Why you should check your credit score often
Your bank credit score can give you a free snapshot of your credit report. Lenders will look at your credit score when deciding the terms of your loan. Your credit score is usually enough for most people, but you can check your report to find errors and see which credit activity is having a more significant impact on your score.
Monitoring your credit score can also help you if your identity is stolen. A sudden dip in your score could be the result of someone spending your money without your consent. You never know what could happen, so that’s why it’s always a good idea to check your credit if you are getting a new job or a divorce.
What to do if your credit score is low
Panicking about a low credit score is never the answer. The following strategies can increase your credit score and put you in a better position to obtain your loan or get your tenant application approved.
Pay your bills on time
Paying your bills on time is the best way to improve your credit score. FICO and VantageScore have payment history as one of the most concentrated categories. Payment history makes up about 35% or 40% of your score, depending on which system you use. As such, only buying what you can afford will go a long way in terms of raising your credit score.
Manage immediate collections
Debt collections will take a toll on your credit, and their presence will continue to loom as the debt remains unpaid. Repaying your debt will stop the phone calls and put you on the path to credit recovery.
Fix any errors on your credit report
Credit bureaus do their best to update your credit report, but they can easily make mistakes. Reviewing your credit report and disputing errors can provide you with a quick win and instantly increase your credit score. It’s best to look for errors in your credit report before you apply for a loan, rental unit or another opportunity that has a minimum credit score requirement.
Lower your credit utilization rate
Your credit utilization rate will have a more significant impact on your FICO score than your VantageScore, but it will still make up a high percentage of your score no matter what.

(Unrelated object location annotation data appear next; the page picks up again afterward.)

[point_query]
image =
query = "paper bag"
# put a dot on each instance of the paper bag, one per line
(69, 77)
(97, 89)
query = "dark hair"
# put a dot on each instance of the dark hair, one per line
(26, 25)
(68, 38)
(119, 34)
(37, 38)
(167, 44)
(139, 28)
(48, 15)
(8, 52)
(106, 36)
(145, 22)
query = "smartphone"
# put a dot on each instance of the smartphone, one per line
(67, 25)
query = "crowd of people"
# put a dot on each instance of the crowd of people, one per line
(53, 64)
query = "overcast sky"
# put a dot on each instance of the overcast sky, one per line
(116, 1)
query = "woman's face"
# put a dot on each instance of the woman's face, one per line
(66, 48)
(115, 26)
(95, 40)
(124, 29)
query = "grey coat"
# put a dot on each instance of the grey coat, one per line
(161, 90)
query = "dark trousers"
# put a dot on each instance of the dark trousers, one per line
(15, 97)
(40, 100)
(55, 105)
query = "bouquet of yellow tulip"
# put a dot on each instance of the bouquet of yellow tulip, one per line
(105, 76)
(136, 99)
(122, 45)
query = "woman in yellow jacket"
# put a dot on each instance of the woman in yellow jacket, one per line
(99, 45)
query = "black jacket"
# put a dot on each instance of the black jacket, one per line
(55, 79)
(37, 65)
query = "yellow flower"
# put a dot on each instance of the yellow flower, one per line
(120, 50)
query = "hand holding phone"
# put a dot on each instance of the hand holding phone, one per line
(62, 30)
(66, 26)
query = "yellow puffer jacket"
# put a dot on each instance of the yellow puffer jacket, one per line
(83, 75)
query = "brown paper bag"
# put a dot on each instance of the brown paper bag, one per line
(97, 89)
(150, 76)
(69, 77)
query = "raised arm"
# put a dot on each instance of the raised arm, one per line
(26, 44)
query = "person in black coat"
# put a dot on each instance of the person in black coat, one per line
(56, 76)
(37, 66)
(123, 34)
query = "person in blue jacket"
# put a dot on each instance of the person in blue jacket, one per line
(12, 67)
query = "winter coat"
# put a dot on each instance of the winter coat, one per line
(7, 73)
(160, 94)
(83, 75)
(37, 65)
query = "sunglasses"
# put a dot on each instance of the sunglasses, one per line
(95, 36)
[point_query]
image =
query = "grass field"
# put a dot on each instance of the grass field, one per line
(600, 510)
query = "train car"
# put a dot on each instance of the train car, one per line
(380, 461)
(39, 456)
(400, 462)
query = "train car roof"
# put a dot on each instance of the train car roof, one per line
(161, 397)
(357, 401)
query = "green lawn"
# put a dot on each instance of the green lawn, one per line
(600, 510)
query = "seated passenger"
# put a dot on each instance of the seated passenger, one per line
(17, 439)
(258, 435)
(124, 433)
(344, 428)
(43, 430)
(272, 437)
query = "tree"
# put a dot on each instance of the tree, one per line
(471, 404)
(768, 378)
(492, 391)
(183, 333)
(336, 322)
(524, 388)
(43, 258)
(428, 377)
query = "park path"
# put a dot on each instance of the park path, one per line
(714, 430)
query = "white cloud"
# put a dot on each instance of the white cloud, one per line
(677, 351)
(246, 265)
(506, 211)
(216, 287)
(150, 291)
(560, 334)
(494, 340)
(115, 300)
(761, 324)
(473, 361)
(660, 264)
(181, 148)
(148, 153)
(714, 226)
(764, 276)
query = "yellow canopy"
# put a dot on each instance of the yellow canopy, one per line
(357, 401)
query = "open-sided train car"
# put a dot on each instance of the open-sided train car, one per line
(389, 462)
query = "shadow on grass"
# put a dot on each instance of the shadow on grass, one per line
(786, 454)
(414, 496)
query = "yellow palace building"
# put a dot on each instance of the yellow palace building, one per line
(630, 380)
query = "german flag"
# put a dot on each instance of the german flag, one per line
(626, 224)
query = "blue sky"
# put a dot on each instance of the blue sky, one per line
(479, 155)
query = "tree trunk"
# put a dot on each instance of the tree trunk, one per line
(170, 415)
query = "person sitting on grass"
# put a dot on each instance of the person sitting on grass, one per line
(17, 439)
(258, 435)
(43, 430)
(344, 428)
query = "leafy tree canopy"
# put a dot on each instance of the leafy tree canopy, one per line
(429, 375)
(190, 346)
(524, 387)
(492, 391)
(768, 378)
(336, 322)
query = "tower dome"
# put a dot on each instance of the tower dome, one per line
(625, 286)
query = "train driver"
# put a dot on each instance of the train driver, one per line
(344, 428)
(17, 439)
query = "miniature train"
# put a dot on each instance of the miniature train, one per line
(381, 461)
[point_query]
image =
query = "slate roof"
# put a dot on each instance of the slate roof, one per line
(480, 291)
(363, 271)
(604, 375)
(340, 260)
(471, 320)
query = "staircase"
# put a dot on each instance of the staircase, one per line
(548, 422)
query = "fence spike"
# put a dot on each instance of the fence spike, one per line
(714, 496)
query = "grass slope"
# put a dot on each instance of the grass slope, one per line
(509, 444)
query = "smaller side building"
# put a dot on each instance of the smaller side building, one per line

For context, credit utilization is the percentage of your used credit limit.
As an example, let’s say you have a $1,00 credit limit and you borrow $200 against it. This means you have a 20% credit utilization rate. You can lower your credit utilization by paying debt or requesting a higher credit limit.
Some banks will adjust your credit limit if you make higher deposits into your bank account. Those deposits will indicate that you have more money to pay larger debts.
Reduce applications for new credit
Applying for new credit might be able to give you an additional funding source, but remember that every application you submit will trigger a hard inquiry. Every hard credit check will also reduce your credit score by a few points, especially if you apply sporadically throughout the year.
Essentially, fewer applications mean your credit score is less vulnerable. If you find yourself continuously applying for credit, assess your finances and look for a solution that doesn’t affect your credit score as much.
Building credit creates more opportunities
Increasing your credit score can help you access better loans, lower interest rates, more affordable utility bills and various other perks. Monitoring your credit score and getting your free annual credit report will reveal insights that can cultivate a good credit score.
Building your credit score is a long-term process. However, it’s worthwhile because a better credit score means more opportunities while allowing you to save money in the future.
Can my bank tell me my credit score?
Most banks will allow you to view your credit score. You can usually view it from your dashboard.
Can I get a free credit score from my bank?
You can get a free credit score from your bank, but it may be more difficult to get a free credit report. That’s because not every bank offers the latter.
Is the credit score from my bank trustworthy?
The credit score from your bank is trustworthy. Most banks will obtain your credit score from either FICO or VantageScore.